Background:
Pediatric acute myeloid leukemia (AML) is a highly heterogeneous malignancy with disparate risk profiles between subtypes. While the advent of single-cell technologies enabled granular evaluation of disease biology, differentiation of malignant cells from healthy analogs remains challenging. Reliable identification of malignant cells has the potential to enhance transcriptomic characterization of high-risk AML subtypes.
Methods:
We applied Support Vector Machine (SVM) learning to four single-cell RNA sequencing (scRNAseq) datasets (101 bone marrow biopsies: 75 diagnoses, 15 post-treatment, 11 healthy controls) containing 204,836 cells to develop a geneset for discrimination of malignant and non-malignant cells. AML cells were identified based on canonical gene expression, patient occupancy scoring, clustering relative to healthy bone marrow, and inferred alterations (inferCNV) for known copy number variants. AML subtype clusters that persisted in end-of-induction (EOI) and relapse were correlated with clinical outcomes and underwent differential expression to identify high-risk transcriptomic profiles. High-risk subtypes were validated by the application of characteristic gene signatures to large bulk RNA sequencing datasets from the Therapeutically Applicable Research to Generate Effective Treatments initiative and National Center for Biotechnology Information Gene Expression Omnibus.
Results:
SVM classification using a 17-geneset discriminated malignant from non-malignant cells with areas under the curve from 0.84-0.95 (ARMH1, CLEC11A, NREP, AZU1, PRAME, IFITM2, CFD, DUSP6, SCN3A, CD163, SOX4, IFI30, HOXA9, CD44, SRGN, UBE2C, CXCL8). Malignant cells grouped into 1-5 clusters of monocyte-like, hematopoietic-stem-cell-like (HSC), granulocyte-monocyte-progenitor-like (GMP) AML cells.

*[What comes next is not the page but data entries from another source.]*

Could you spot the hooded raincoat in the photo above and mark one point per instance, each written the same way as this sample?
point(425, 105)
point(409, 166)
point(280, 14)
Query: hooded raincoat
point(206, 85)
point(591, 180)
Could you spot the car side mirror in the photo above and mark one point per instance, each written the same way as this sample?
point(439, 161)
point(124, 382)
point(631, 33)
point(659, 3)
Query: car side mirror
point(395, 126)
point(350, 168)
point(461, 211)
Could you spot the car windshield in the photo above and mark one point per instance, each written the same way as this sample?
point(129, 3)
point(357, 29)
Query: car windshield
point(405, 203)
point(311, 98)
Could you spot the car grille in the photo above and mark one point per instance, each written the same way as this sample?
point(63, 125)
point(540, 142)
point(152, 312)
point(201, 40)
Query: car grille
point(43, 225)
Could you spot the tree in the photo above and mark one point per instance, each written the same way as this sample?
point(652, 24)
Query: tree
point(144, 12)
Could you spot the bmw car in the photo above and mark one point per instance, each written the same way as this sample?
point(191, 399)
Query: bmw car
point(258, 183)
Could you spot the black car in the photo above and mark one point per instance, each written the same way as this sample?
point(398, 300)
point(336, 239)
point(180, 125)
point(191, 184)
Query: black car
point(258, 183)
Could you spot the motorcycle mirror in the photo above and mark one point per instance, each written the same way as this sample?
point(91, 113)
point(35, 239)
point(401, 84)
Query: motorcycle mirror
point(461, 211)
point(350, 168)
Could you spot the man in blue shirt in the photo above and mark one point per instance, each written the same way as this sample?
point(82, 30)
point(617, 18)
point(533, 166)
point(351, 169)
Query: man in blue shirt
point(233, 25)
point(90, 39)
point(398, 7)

One HSC-like and one monocyte-like AML cluster persisted through treatment with both a > 1.5-fold proportional enrichment at EOI or relapse and at least a 50% clinical relapse rate. Differential expression (log 2FC>1, adjusted p<0.05) yielded characteristic gene-sets (HSC: 20 genes, Mono: 56 genes). The high-risk HSC subtype showed increased expression of genes associated with chemoresistance (CD69, Log 2FC: 1.46, adjusted p = 3.48x10 -50), angiogenesis (MDK: Log 2FC = 1.04, adjusted p = 9.25 x 10 -50), and poor survival (BCL3: Log 2FC = 1.18, adjusted p = 1.00 x 10 -47). Patients with similar transcriptomes in bulk RNAseq had worse overall survival with hazard ratios from 1.31-3.35 across datasets (Cox PH p-values 4.38x10 -2 to 7.20x10 -3).
Conclusions:
These findings illustrate that malignant AML cells can be differentiated from healthy analogs solely based on gene expression. Application of our 17-geneset revealed two high-risk transcriptomic profiles, with the HSC subtype having particularly poor outcomes. From this foundation, future work will identify malignant transcriptomic changes amenable to established chemotherapeutics.
Disclosures
Bhasin:Anxomics LLC: Current Employment, Current equity holder in private company.